Segunda afirmación: entre esos modos y maneras importados de Europa está la famosa superioridad moral de la izquierda. No hay más que ver a los peliculeros de Jolibús, con la sonada excepción de Clint Eastwood, agitarse como groupies por el candidato demócrata de turno. Que es la réplica de lo que en las Batuecas hicieron algunos rascavoltios y cómicos de la legua con la zeja. Y todos, a ambos lados del charco, están convencidos de que su opción es la buena y no hay ninguna otra. Menos aún la de los hotros. Todo eso queda para la galería. En el fondo sabemos que en todos los sistemas hay vasos comunicantes entre las formaciones políticas que detentan el poder y el resto es propaganda para el populacho —así les consideran ellos, aunque no se lo digan—.

El caso es que, elegido Trump, una parte del pueblo useño no se comportó con la madurez y disciplina que se espera de una democracia asentada. Vieron que peligraban sus subvenciones y fondos. Y al final, todo se resume en eso: defender el cacho de pan y la clientela fácil que pende de la subvención (otra novedad importada de Europa, o más concretamente, de España). De ahí las asonadas, los disturbios y las manifestaciones. No muy diferentes a las que se produjeron en Francia tras la elección de Sarko —¿casualidad que se produjeran contra otro conservador?—.
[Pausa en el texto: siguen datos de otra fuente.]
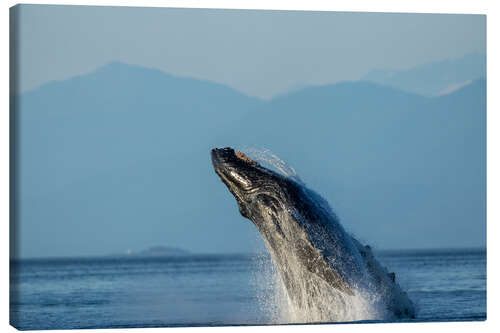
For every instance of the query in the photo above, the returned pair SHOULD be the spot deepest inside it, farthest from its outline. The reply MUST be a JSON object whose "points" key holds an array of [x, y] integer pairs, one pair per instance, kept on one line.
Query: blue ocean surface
{"points": [[208, 290]]}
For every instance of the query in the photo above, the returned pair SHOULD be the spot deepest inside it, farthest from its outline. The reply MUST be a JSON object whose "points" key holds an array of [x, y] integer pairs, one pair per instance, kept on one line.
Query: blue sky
{"points": [[261, 53]]}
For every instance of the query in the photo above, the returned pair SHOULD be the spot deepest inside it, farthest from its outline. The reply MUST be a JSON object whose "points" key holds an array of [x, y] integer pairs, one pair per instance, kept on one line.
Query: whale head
{"points": [[286, 218], [314, 255]]}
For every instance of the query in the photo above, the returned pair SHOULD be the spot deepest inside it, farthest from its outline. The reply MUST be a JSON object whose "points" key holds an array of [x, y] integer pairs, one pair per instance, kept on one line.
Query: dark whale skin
{"points": [[305, 238]]}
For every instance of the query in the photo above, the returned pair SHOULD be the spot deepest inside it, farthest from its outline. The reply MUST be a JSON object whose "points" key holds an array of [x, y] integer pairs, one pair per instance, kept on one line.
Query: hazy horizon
{"points": [[115, 155], [262, 53]]}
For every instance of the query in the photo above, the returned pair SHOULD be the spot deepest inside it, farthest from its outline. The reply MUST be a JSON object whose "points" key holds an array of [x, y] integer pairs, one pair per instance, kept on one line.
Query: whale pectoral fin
{"points": [[316, 264]]}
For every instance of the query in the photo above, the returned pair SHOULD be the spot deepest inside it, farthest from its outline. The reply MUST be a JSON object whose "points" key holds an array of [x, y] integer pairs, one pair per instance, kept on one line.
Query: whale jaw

Pero lo que ya me da la risa es esa Women’s March. A esa marcha se apuntaron todos (y todas y todes) los progres. Incluso dos de ellas —Madonna y Scarlett Johansson— se despacharon a gusto. Sin embargo, nos hemos enterado de que una de sus organizadoras, Linda Sarsour, profesa la religión islámica, que, como es sabido, tiene un largo historial de defensa de los derechos de la mujer. Dejemos aparte otros rumores que corren sobre esa señora…


Otra que también me da la risa. Trump dijo en campaña que iba a construir un muro entre México y los USA, y que lo iban a costear los mexicanos. Eso sentó muy mal en el DF, y de hecho Peña Nieto ya salió en la televisión afirmando que no iban a pagar un centavo de ese muro. Toda la prensa useña e internacional se echó contra Trump: «Hay que ver… este tío es un fascista… etc etc» (como si los hotros no supieran nada de muros). Bueno, ¿dónde estaban esos que truenan contra Trump cuando Bill Clinton hacía lo mismo? Y lo que tampoco cuentan: que México ya ha ordenado levantar su propio muro frente a Guatemala. Esto los progres no lo cuentan porque «no saben/no contestan» (traducción: «es propaganda perjudicial para la empresa»).

Sea como sea, la rabieta de los perdedores es monumental y no se han cortado un pelo en demostrarlo. Nada de «aceptación tranquila de resultados» ni leches. Nueva prueba de que Hillary era (más) candidata del establishment que Trump: lo único que ha hecho hasta ahora la prensa mundial ha sido demonizar sin matices a Trump, sin hablar de lo que Hillary pretendía. Algo así como un «Estos son mis poderes, Donald. Te vas a enterar». Por supuesto, todas las organizaciones y personas a las que Obama regó generosamente están ahora como perros rabiosos porque se les acaba la manduca. Y todo así. Quizá hayamos entrado calendariamente en el siglo XXI… pero en muchos otros aspectos seguimos en el XX.